Bridie Smith, The Age 10 Mar 10;

THE largest study of its kind to reveal how Melbourne's frogs, lizards and snakes have fared after European settlement has identified species that are most susceptible to urbanisation, and therefore most threatened by development.

Coinciding with the UN's International Year of Biodiversity, Melbourne University analysis of data dating to the 1800s has found many of the 16 frog species and 39 reptile species studied have been pushed to the urban fringes as bushland becomes bitumen.

Among them is the brown toadlet, which once called the south-eastern suburbs home, but no longer exists in Melbourne, having been pushed out to north of the Great Dividing Range.

Like many species, its disappearance from greater Melbourne is largely due to habitat loss. According to the study, just 1.66 per cent of the land within 10 kilometres of the city is still covered by remnant vegetation, while outer-suburban areas have retained nearly 16 per cent coverage.

"It is essential to keep some native remnant areas which are as structurally complex as possible," said Andrew Hamer, research associate at Melbourne University's botany department.

But despite what popular opinion might suggest, urban life has benefited some species.

Tree frogs, such as the southern brown tree frog, which inhabits a lot of the ornamental ponds in the city's gardens, have adapted to the urban environment - their ability to climb giving them access to steep-sided pools and ponds.
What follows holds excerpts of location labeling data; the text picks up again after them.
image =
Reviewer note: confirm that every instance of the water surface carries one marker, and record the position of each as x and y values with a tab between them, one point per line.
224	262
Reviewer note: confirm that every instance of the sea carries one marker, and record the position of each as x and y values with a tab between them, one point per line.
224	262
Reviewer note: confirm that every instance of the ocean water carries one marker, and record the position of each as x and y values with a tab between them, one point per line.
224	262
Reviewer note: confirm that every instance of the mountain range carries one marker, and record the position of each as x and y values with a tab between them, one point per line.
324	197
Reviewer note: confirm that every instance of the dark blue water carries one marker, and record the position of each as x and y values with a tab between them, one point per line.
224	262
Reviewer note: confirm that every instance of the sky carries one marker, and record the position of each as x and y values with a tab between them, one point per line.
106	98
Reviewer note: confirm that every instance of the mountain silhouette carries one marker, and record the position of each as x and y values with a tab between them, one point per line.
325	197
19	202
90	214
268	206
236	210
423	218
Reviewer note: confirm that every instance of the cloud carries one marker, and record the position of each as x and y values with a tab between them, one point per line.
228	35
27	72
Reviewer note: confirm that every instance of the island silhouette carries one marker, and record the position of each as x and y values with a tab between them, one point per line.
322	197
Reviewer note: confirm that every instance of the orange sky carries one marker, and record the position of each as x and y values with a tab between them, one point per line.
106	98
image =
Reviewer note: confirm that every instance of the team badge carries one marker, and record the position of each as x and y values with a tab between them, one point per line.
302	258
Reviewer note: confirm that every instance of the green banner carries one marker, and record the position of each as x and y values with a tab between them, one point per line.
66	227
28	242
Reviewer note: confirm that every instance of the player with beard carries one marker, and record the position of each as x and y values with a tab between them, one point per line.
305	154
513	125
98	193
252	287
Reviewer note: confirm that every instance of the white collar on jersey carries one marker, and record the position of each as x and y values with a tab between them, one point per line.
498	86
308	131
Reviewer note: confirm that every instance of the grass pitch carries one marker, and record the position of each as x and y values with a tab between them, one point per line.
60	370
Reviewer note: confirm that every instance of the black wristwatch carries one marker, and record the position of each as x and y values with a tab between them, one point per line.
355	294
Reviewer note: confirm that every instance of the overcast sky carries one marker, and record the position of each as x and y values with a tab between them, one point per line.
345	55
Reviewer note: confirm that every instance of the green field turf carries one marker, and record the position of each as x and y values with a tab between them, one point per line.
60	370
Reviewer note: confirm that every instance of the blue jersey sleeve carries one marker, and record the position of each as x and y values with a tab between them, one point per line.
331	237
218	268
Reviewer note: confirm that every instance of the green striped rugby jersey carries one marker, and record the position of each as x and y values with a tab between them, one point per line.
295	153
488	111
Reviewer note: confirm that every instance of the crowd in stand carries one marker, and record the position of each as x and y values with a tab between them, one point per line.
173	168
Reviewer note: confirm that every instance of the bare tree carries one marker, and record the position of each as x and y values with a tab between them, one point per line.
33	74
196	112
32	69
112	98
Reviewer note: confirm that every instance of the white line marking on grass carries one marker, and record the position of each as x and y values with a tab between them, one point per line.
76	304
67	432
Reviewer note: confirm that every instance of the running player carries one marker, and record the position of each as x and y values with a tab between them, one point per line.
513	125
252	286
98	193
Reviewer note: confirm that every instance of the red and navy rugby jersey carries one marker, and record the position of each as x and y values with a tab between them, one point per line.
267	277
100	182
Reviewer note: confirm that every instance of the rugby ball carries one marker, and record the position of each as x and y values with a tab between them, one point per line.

The results of the study by Dr Hamer and Mark McDonnell, to be published in Austral Ecology, found these tales of triumph over adversity were rare. Overall, Melbourne's lizard, snake and frog populations have declined dramatically since European settlement.

The proliferation of paved areas has done little for the common spadefoot toad, which likes to burrow into soil and sand. Roads, traffic, buildings and fences also block the path of species that like to travel to feed and breed - making the threatened growling grass frog and tree goanna particularly sensitive to urban development.

Dr Hamer, lead author of the paper, said reptiles had been hit hardest.

"We really need to keep an eye on some of these reptiles, especially the smaller ones like skinks which require specialised habitat with rocky outcrops or native grassland," he said.

White's skink, which has weathered a shrinking habitat, has not proved an urban adaptor. Similarly, species such as the grassland earless dragon and striped legless lizard, which called grassland environments home, have had to move out as developers move in.

Among the few reptile "urban survivors" are the delicate skink, the garden skink and the blue-tongued lizard.

After being settled by Europeans in 1835, greater Melbourne by 1960 covered 97,851 hectares and by the 1990s this had swelled to more than 202,600 hectares, according to the paper. The greater Melbourne area now covers 393,000 hectares.